Plantation Slaves in the South

In 1788 the captain of a vessel in Boston seized three colored persons, took them to the West Indies, and sold them there for slaves. This event caused the legislature of Massachusetts to pass a law to prevent the slave-trade in that State, and for granting relief to the families of such persons as may be kidnapped or decoyed from the commonwealth. The law subjected to a heavy penalty any person who should forcibly take or detain any negro for the purpose of transportation as a slave, and the owner of the vessel in which such kidnapped man should be carried away incurred, also, a heavy penalty. The insurance on the vessel was made void; and the relatives of the person kidnapped, if the latter were sold into slavery in a distant country, were allowed to prosecute for the crime.

On May 12, 1789, a tariff bill having been reported to Congress, and being under discussion on the question of its second reading, Parker, of Virginia, moved to insert a clause imposing a duty of $10 on every slave imported. " He was sorry," he said, " the Constitution prevented Congress from prohibiting the importation altogether. It was contrary to revolutionary principles, and ought not to be permitted." A warm debate ensued. It called forth the opposition of South Carolinians and Georgians particularly.
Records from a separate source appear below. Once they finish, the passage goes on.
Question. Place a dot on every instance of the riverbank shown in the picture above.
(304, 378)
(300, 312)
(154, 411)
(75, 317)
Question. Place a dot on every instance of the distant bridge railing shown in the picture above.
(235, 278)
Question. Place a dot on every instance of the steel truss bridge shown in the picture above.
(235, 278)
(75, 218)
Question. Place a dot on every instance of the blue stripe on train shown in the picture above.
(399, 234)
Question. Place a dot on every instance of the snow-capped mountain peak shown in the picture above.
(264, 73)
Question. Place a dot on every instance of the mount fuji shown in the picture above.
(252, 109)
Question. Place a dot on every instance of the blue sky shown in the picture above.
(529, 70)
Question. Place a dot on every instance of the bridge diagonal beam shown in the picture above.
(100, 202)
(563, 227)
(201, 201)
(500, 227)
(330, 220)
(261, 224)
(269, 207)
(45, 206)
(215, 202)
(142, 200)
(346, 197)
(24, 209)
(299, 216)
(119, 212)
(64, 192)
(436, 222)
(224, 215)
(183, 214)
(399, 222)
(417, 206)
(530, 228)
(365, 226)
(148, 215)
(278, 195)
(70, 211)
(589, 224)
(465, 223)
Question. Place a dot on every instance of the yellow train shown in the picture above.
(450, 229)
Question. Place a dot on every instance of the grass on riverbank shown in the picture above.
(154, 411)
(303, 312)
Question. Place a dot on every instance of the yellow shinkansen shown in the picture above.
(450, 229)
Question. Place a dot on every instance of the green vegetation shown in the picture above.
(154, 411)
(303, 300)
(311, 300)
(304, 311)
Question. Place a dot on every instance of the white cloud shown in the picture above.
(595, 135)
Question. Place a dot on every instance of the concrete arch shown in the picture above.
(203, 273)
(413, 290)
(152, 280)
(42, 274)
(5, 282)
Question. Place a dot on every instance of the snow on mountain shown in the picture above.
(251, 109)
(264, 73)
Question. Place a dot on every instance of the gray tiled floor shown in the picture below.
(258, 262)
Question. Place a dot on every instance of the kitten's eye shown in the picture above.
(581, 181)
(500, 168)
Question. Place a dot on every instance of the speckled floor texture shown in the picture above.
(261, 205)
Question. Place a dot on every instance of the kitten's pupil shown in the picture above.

Jackson, of Georgia, made a vehement speech in opposition, in the course of which he said he hoped the proposition would be withdrawn, and that if it should be brought forward again it would comprehend " the white slaves as well as the black imported from all the jails of Europe—wretches convicted of the most flagrant crimes, who were brought in and sold without any duty whatever.

This was an allusion to the indentured white servants who were sold by the captains of vessels on their arrival here to pay the cost of their passage, a practice which had been put a stop to by the Revolutionary War, but partially revived. The motion was finally withdrawn.